Комиссия, назначенная для рассмотрения моего дела, заседала трижды. Были вызваны Кюбра, с которой говорили в мое отсутствие, и ее отец. Потом пригласили меня и потребовали написать объяснительную записку с точным указанием дат моих командировок, мест, куда я уезжал, и с кем виделся и разговаривал. Это объяснение отняло у меня около часа.

Комиссия с пристрастием расспрашивала меня о моих знакомствах, о том, как я обычно провожу свободное время. Я отвечал спокойно, с достоинством, потому что не считал себя виновным. Пусть мои обвинители изощряются в доказательствах, а я оправдываться не собираюсь.

На третье заседание пригласили Кюбру, которая пришла с отцом и братом, а также меня. Но в комнату, где заседала комиссия, впустили только нас с нею. Я старался не смотреть на Кюбру, — какое мне дело до ее клеветы? Знать ничего не знаю!

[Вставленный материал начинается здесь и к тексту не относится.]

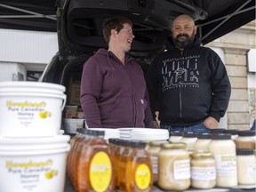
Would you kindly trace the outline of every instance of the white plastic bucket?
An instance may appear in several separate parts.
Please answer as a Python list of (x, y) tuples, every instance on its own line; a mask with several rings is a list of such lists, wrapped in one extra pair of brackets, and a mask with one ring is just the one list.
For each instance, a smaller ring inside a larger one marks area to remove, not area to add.
[(39, 82), (0, 83), (0, 135), (45, 137), (59, 134), (66, 104), (65, 87)]
[[(67, 135), (58, 135), (57, 138), (47, 139), (48, 140), (37, 139), (37, 142), (36, 140), (27, 139), (28, 141), (24, 144), (15, 142), (13, 139), (14, 143), (11, 140), (0, 139), (0, 147), (4, 144), (11, 148), (19, 147), (16, 150), (14, 148), (9, 151), (0, 149), (0, 191), (63, 192), (67, 155), (70, 148), (65, 141), (67, 138), (70, 139)], [(55, 142), (54, 140), (60, 142)], [(63, 145), (60, 147), (61, 142)], [(38, 148), (29, 150), (27, 148), (28, 145), (35, 145)], [(24, 148), (20, 149), (22, 146)]]

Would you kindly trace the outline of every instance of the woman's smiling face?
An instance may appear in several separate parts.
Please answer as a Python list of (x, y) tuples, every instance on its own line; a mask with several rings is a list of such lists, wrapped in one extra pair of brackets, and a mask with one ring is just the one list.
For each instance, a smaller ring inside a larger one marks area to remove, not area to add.
[(116, 44), (120, 51), (124, 51), (127, 52), (131, 50), (132, 43), (133, 38), (135, 37), (132, 33), (132, 26), (128, 23), (124, 24), (124, 28), (116, 32)]

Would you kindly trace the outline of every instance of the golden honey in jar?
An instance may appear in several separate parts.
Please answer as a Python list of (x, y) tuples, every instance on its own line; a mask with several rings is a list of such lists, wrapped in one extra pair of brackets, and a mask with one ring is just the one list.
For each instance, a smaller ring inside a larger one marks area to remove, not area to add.
[(195, 152), (191, 156), (191, 187), (212, 188), (216, 186), (215, 160), (209, 152)]
[(116, 172), (115, 173), (115, 185), (116, 188), (119, 188), (118, 167), (119, 167), (121, 156), (125, 149), (125, 142), (127, 142), (127, 140), (116, 140), (116, 148), (115, 148), (115, 151), (114, 151), (114, 166), (115, 166), (115, 172)]
[(114, 191), (113, 156), (104, 132), (88, 130), (92, 137), (77, 161), (77, 191)]
[(150, 192), (153, 189), (150, 156), (145, 147), (145, 142), (132, 144), (133, 150), (126, 164), (126, 192)]
[(190, 186), (190, 159), (186, 143), (162, 143), (158, 155), (158, 186), (164, 190), (186, 190)]
[(148, 144), (147, 151), (148, 152), (151, 159), (151, 167), (154, 183), (157, 183), (158, 180), (158, 153), (161, 149), (161, 143), (158, 141), (151, 141)]
[(121, 156), (119, 157), (118, 161), (118, 167), (117, 167), (117, 185), (120, 191), (126, 191), (126, 183), (127, 183), (127, 177), (126, 172), (130, 172), (127, 170), (127, 164), (128, 159), (131, 156), (133, 148), (132, 148), (132, 141), (125, 140), (124, 142), (124, 150)]

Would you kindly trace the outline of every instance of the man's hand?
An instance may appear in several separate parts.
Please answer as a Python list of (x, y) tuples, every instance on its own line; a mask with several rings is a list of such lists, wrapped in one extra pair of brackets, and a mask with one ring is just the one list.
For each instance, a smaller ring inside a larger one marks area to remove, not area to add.
[(204, 119), (203, 124), (208, 129), (215, 129), (218, 127), (219, 122), (215, 118), (208, 116), (206, 119)]

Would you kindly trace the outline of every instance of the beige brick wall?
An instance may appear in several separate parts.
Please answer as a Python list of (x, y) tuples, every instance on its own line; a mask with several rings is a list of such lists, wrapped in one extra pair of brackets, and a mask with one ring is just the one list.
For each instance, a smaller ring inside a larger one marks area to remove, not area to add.
[(227, 111), (228, 129), (250, 129), (255, 118), (255, 87), (248, 90), (247, 52), (256, 47), (255, 20), (211, 44), (224, 51), (224, 63), (231, 83), (231, 97)]

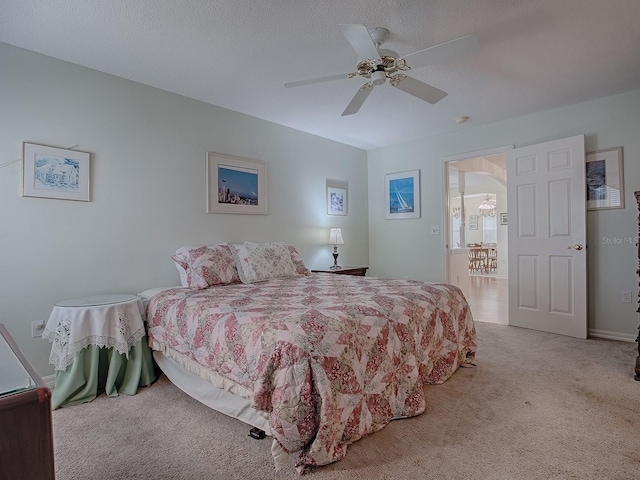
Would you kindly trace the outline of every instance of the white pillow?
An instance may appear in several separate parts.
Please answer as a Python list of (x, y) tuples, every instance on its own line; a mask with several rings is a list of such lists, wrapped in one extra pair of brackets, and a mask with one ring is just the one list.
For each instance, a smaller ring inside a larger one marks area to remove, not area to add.
[(230, 244), (242, 283), (298, 275), (286, 243)]

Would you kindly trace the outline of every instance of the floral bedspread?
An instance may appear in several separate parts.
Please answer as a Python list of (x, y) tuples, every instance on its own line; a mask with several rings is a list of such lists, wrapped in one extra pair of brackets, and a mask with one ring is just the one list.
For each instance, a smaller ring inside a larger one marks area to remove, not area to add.
[(300, 473), (425, 409), (425, 384), (473, 360), (462, 292), (447, 284), (316, 273), (172, 289), (147, 309), (150, 341), (244, 387)]

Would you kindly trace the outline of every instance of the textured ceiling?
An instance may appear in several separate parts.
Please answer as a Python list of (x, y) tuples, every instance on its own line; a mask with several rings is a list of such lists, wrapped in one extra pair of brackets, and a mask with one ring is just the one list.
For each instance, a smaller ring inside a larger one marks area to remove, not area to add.
[[(1, 42), (367, 150), (638, 89), (639, 21), (640, 0), (0, 0)], [(382, 85), (341, 117), (362, 79), (283, 87), (355, 70), (340, 23), (400, 55), (482, 48), (409, 72), (435, 105)]]

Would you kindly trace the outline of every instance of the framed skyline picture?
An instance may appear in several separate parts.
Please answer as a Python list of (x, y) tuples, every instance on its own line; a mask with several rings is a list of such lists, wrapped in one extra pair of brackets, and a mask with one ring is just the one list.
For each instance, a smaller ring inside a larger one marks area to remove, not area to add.
[(207, 152), (207, 213), (267, 214), (267, 164)]
[(624, 208), (622, 147), (587, 152), (587, 210)]
[(420, 218), (420, 170), (384, 176), (385, 218)]
[(91, 155), (23, 143), (22, 196), (89, 201)]
[(347, 214), (347, 189), (327, 187), (327, 215)]

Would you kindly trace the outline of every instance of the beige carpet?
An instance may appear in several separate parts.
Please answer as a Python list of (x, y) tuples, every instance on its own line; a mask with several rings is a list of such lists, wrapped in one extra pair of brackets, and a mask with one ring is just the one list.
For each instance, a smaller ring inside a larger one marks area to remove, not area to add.
[[(427, 387), (427, 411), (309, 479), (638, 479), (636, 345), (477, 324), (478, 367)], [(270, 439), (163, 376), (53, 414), (57, 480), (288, 479)]]

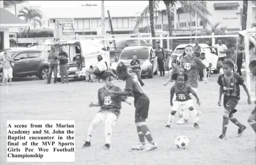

— На прошлом заседании комиссии вы утверждали, что отцом вашего ребенка является Будаг Деде-киши оглы. Расскажите комиссии, когда и как это произошло, — обратилась к ней заведующая женотделом. На мое несчастье, на эту должность совсем недавно назначили вместо жены Рахмана Аскерли жену Мусы Зюльджанахова. Я очень опасался ее предвзятого мнения, но делать было нечего, комиссия уже работала.

Кюбра стыдливо опустила голову и тихим голосом чуть слышно произнесла:

— Когда я в первый раз увидела Будага, он мне приглянулся, и я, как он сам сказал мне, понравилась ему. Мы несколько раз говорили с ним на улице, а потом он пришел к нам в дом… Отец и мать ждали, что он пришлет сватов. Но он что-то тянул со сватовством… А однажды, когда я спала в нашем саду, он оказался рядом со мной. Как и когда он пробрался в наш сад, я не знаю… Но только с той поры я поняла, что жду ребенка… С того злополучного дня он стал избегать меня, можно сказать — совсем исчез и больше не появлялся.

— Припомните, Кюбра, когда это было?

Кюбра начала подсчитывать:

— Получается, что чуть больше года назад, так как малышу сейчас три с половиной месяца.

— Вы сами говорите, что описываемые вами события произошли чуть больше года назад. Верно?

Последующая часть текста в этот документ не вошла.